Cellular Location of p27Kip1 Regulates MuSC Function in Part through the Induction of Autophagy

(A) Upper: p27Kip1 protein expression in both cytoplasmic and nuclear compartments of freshly sorted MuSCs across age groups. Lower: quantification of percentage of cytoplasmic and nuclear expression of p27Kip1 (N = 3 independent experiments).

(B) Upper: p27Kip1 protein expression in both cytoplasmic and nuclear compartments of activated MuSCs (48 hr in culture) across age groups. Lower: quantification of percentage of cytoplasmic and nuclear expression of p27Kip1 (N = 3 independent experiments).

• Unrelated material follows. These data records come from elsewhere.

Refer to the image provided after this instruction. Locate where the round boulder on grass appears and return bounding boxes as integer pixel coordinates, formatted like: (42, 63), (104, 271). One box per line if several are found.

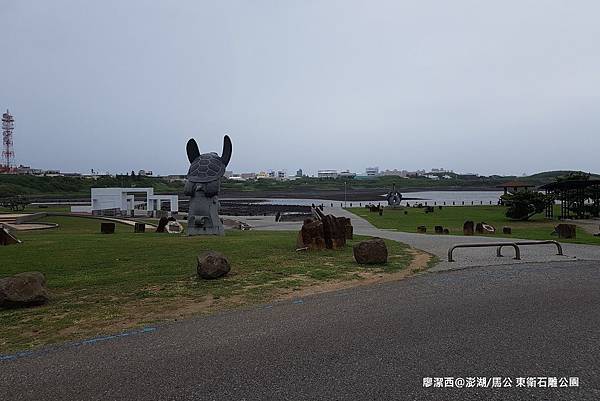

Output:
(196, 251), (231, 279)
(352, 238), (388, 265)
(0, 272), (48, 308)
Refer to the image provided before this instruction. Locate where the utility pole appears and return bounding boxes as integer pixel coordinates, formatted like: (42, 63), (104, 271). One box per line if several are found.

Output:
(344, 181), (347, 209)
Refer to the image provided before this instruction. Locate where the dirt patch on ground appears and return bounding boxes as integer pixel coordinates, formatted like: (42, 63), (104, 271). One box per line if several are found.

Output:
(572, 219), (600, 234)
(43, 249), (433, 350)
(273, 249), (433, 300)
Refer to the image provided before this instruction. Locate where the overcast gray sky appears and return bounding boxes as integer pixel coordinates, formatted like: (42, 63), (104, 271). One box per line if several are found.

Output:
(0, 0), (600, 174)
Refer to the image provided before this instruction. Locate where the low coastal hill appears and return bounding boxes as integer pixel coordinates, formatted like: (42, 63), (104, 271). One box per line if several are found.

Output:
(0, 170), (600, 200)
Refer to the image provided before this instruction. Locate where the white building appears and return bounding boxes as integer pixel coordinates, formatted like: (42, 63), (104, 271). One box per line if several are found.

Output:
(317, 170), (338, 178)
(71, 188), (179, 216)
(365, 167), (379, 177)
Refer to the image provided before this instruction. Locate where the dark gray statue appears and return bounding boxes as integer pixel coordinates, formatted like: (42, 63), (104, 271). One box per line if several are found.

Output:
(386, 184), (402, 207)
(184, 135), (231, 235)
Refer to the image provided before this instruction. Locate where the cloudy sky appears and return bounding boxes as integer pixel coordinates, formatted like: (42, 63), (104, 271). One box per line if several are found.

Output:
(0, 0), (600, 174)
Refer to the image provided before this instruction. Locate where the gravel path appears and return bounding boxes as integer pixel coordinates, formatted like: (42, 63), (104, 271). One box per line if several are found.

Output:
(0, 261), (600, 401)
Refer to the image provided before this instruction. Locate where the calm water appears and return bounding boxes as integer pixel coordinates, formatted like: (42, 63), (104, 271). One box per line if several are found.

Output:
(227, 191), (503, 206)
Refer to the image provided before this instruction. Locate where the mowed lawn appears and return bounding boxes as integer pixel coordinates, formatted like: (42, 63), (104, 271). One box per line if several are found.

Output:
(350, 206), (600, 245)
(0, 217), (413, 354)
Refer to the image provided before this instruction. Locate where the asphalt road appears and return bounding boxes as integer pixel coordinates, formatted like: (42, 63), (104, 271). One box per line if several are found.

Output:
(0, 261), (600, 401)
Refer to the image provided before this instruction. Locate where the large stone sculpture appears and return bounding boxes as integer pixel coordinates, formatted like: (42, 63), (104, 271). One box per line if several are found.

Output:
(184, 135), (231, 235)
(386, 184), (402, 207)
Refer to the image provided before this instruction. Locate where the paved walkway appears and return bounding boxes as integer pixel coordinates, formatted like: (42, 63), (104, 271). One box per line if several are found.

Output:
(0, 261), (600, 401)
(225, 206), (600, 271)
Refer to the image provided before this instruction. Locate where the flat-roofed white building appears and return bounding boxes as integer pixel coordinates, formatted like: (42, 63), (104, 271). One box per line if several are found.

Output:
(317, 170), (338, 178)
(71, 188), (179, 216)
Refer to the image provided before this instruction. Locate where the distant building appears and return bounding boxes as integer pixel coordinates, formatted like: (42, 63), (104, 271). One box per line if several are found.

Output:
(15, 165), (43, 175)
(406, 170), (426, 177)
(240, 173), (256, 180)
(339, 170), (356, 178)
(381, 169), (408, 177)
(317, 170), (338, 178)
(365, 167), (379, 177)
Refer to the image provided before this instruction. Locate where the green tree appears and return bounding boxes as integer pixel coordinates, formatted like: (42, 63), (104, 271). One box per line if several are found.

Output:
(502, 191), (554, 220)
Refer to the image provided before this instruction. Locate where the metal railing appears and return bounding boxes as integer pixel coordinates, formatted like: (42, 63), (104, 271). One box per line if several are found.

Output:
(448, 242), (521, 262)
(496, 240), (563, 257)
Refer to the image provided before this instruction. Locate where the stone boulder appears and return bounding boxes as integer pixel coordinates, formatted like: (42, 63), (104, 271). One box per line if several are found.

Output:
(463, 220), (475, 235)
(100, 223), (115, 234)
(554, 223), (577, 238)
(296, 219), (325, 250)
(0, 272), (49, 308)
(475, 221), (496, 234)
(352, 238), (388, 265)
(196, 251), (231, 280)
(296, 214), (352, 250)
(0, 224), (21, 245)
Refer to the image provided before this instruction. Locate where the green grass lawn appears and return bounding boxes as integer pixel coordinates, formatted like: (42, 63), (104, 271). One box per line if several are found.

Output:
(0, 217), (422, 354)
(350, 206), (600, 245)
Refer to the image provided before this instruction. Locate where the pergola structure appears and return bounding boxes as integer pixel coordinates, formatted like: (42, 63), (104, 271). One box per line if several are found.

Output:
(496, 181), (535, 195)
(539, 180), (600, 219)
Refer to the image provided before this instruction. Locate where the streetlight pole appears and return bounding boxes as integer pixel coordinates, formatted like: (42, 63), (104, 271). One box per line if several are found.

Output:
(344, 181), (347, 209)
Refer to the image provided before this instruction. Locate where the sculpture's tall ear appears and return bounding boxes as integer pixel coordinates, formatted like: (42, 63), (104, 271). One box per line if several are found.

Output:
(185, 138), (200, 163)
(221, 135), (231, 166)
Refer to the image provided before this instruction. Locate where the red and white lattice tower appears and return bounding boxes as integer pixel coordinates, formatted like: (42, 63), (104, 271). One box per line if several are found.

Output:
(0, 110), (15, 172)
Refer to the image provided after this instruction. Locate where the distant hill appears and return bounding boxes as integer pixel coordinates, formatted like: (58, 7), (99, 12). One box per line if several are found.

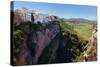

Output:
(66, 18), (97, 24)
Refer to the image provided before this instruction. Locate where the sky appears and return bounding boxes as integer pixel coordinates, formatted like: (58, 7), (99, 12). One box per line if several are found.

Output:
(14, 1), (97, 20)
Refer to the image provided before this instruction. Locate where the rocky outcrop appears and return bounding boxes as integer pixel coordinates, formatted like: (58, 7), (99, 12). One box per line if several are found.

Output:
(81, 26), (97, 61)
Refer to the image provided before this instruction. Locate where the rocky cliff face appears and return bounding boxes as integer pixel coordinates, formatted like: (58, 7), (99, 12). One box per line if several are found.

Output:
(13, 11), (59, 65)
(11, 9), (97, 65)
(81, 26), (97, 61)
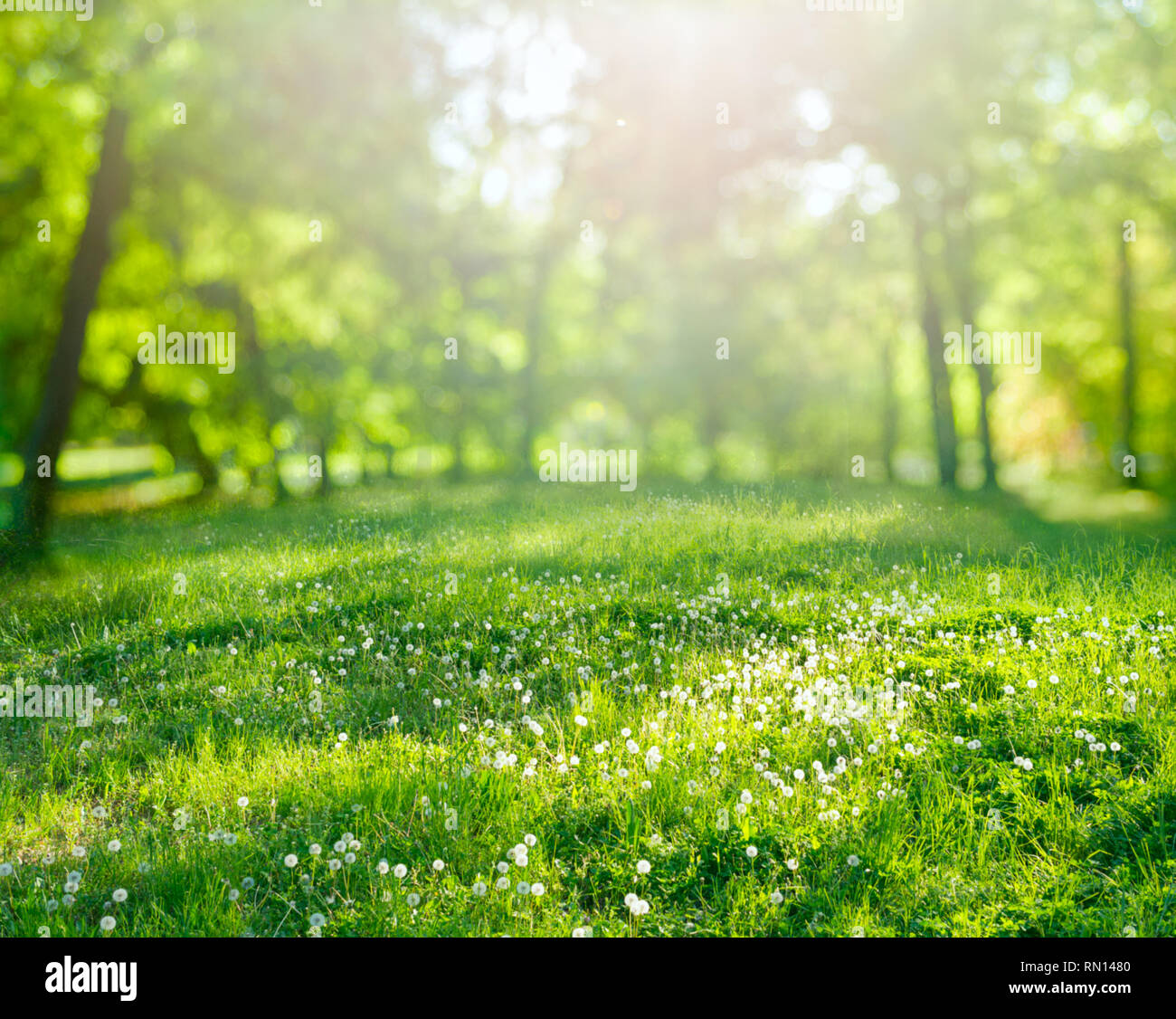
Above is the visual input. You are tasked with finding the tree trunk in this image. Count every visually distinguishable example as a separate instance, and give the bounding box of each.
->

(C) p27Kip1 phosphorylation status-mediated cellular location and autophagy. Left: immunofluorescence staining of LC3B and p27Kip1 expression of young MuSCs overexpressing GPF-labeled WT p27Kip1, p27Kip1(198A), or p27Kip1(198D). All cells were treated with chloroquine for the final 12 hr of culture. LC3B, red; p27Kip1, green; DAPI, blue. Scale bar, 5 μm in (C). Right: quantification of relative change in LC3B puncta across treatment groups (N = 3 independent experiments).

(D) LC3B isoform protein expression in young MuSCs overexpressing WT p27Kip1, p27Kip1(198A), or p27Kip1(198D).

(E) Upper: EdU incorporation in control or p27Kip1(198A) overexpressing young MuSCs. Lower: quantification of percentage of EdU(+) MuSCs in each group (N = 3 independent experiments).

(F) Upper: EdU incorporation in control, p27Kip1(198A) overexpressing or p27Kip1(198D) overexpressing geriatric MuSCs with or without Atg5 knockdown. Lower: quantification of percentage of EdU(+) MuSCs in each group (N = 3 independent experiments).

Signifies difference from young or control cells; † signifies difference from old cells (p < 0.05). Scale bars, 100 μm in (E) and (F). Data are presented as means ± SE.